You are going to read a list of tips on how to shop for wine. Choose the most suitable sentence from the list A – I for each part 1 – 7 of the article. There is one extra sentence which you do not need to use. There is an example at the beginning (0).
A Be alert for the ‘alternative choice’ script.
B Decide your price-per-bottle before entering the wine shop.
C What to do if you are still in the dark.
D Don’t buy a bottle of wine you are not familiar with.
E Tell the salesperson exactly why you’re buying the wine.
F Give the salesperson the credibility test.
G Talk about wines you know personally to be good.
H Continue being precise in your requests.
I Forgetting all you know.
How to Shop for Wine
0: I I
Buying wine in a liquor shop nowadays can be a confusing and embarrassing task. A friend of mine recently told me that he goes blank whenever salespeople in liquor shops approach him and ask, ‘Is there a particular wine you’re looking for?’ Everything he thinks he has learned about wine suddenly sprouts wings and flies away. My solution is to learn a few strategies on how to deal with a retail wine salesperson.
“I’m willing to spend up to $10 a bottle and I need six bottles. So my spending limit is around $65, including tax.” Be firm and clear about the money you intend to spend by establishing it early on so the retailer will know what price range to work with when offering suggestions.
It may be either for dinner at a friend’s house, a gift for your cousin who just got married, or, for your wedding anniversary. By quickly revealing your reason for buying the wine, you move the focus from price to the general wine category. Sparkling wine is suitable for both an anniversary gift and a wedding present. How about dinner with friends? A red or a dry white may do.
Whether they are white, red or sparkling, don’t wait for the salesperson to ask you which wines you like. Say something like, “I’ve always liked Robert Mandavi’s Cabemet Sauvignon. Do you have the most recent vintage of if? What’s the price?” By initiating this step yourself, you tell the salesperson, one, that you’re in the hunt for red wine, and two, that you have experienced good wine from California. More importantly, by making a specific request, you’re staying in control at a point where the advantage can swing to the store’s side. If the particular wine you asked for is in stock and within your price range, the deal’s done.
If they don’t have the wine you asked for in your price range, you are likely to be asked about alternatives. “We don’t currently have the Mondavi, but have you tried the Blankitee-Blank Vineyards or the Whatsit Winery Cabemets?” the salesperson may reply, thinking that you haven’t tasted them. “Every bit as good as the Mondavi.” Momentary pause, usually accompanied by thoughtful expression. “At roughly the same price, only $3 more per bottle. ”
In the event that the merchant doesn’t have three similar wines from California in the Cabernet category, ask him or her to suggest three comparable wines from another country or region where Cabernet Sauvignon is produced (just about everywhere today) – say, France, Chile or Australia. Maintain the focus on what you originally wanted as much as possible, in terms of either wine type, region or country, price, or familiarity.

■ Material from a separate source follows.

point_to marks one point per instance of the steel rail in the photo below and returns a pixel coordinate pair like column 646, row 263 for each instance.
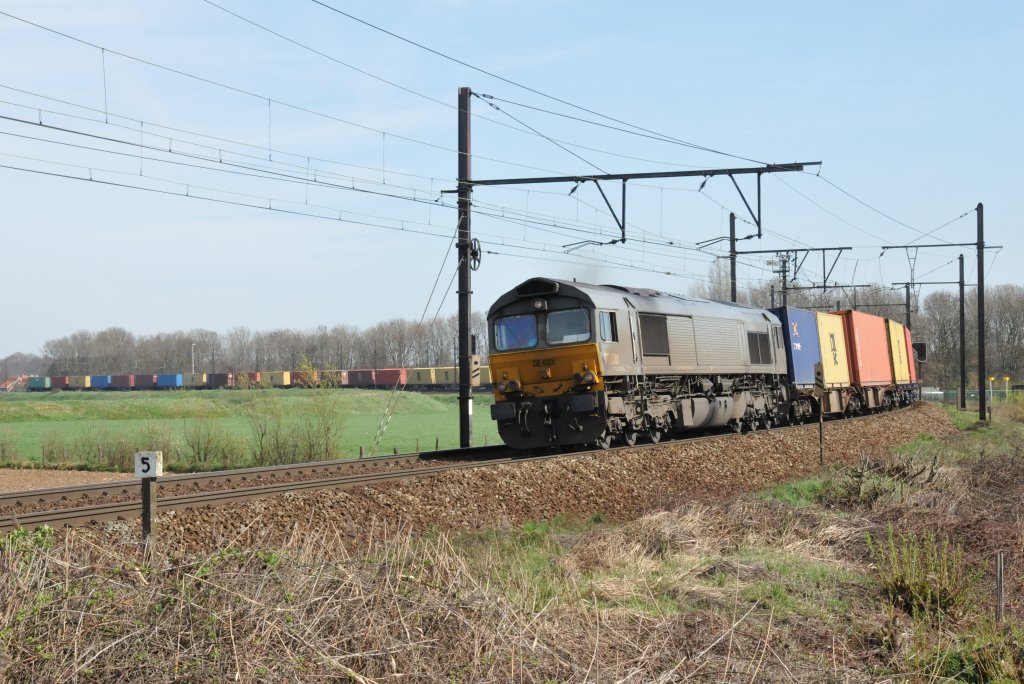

At this stage, you want to keep requesting information. When you have the alternative wines in front of you, if you have not previously tasted them, press the salesperson to tell you which consumer magazines have rated them and how they did. Unfortunately, I know first hand the widespread lack of genuine wine knowledge among retailers; an authoritative second opinion protects your investment.

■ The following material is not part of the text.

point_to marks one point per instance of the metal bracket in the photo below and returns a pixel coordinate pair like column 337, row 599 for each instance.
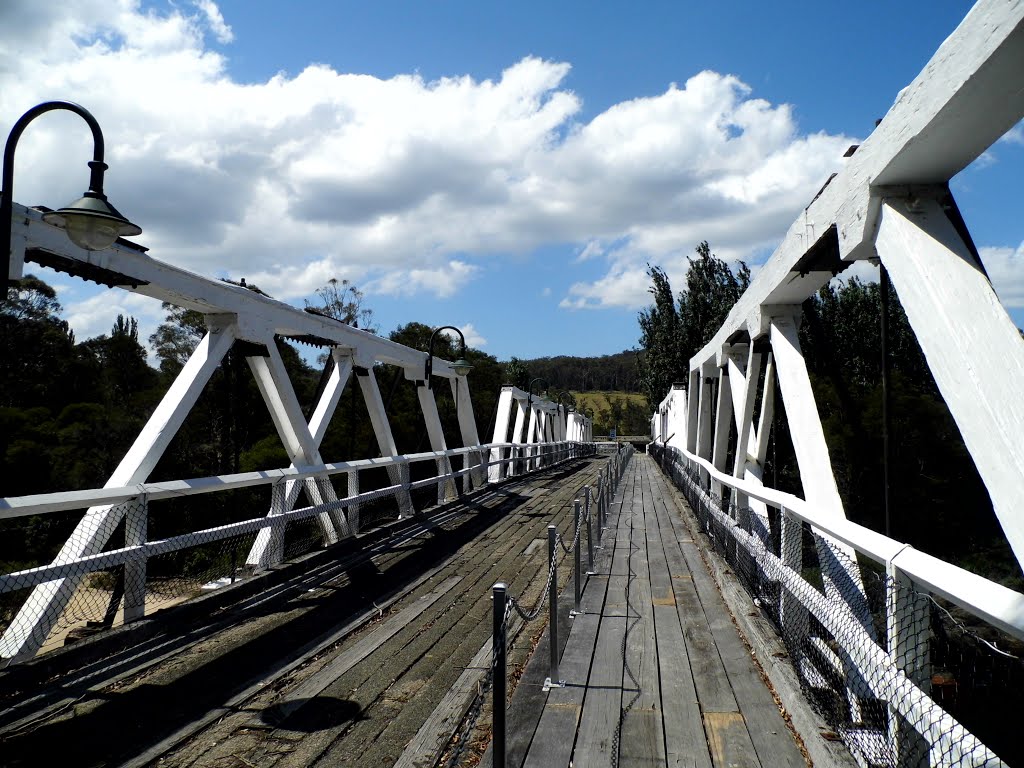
column 548, row 684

If you don’t have the necessary knowledge or experience, choose the one that’s in the middle of your price range or the one closest to your original choice, first by producer, then by grape type, and lastly, by region or country of origin. Never buy more than one bottle of any unfamiliar wine, just in case it fails to fulfil your expectations. Last but not least, never ever be talked into purchasing a 12-bottle case of wine that’s unknown to you, no matter how attractive the case price. You’ll often find out the hard way from whose point of view it’s so spectacular.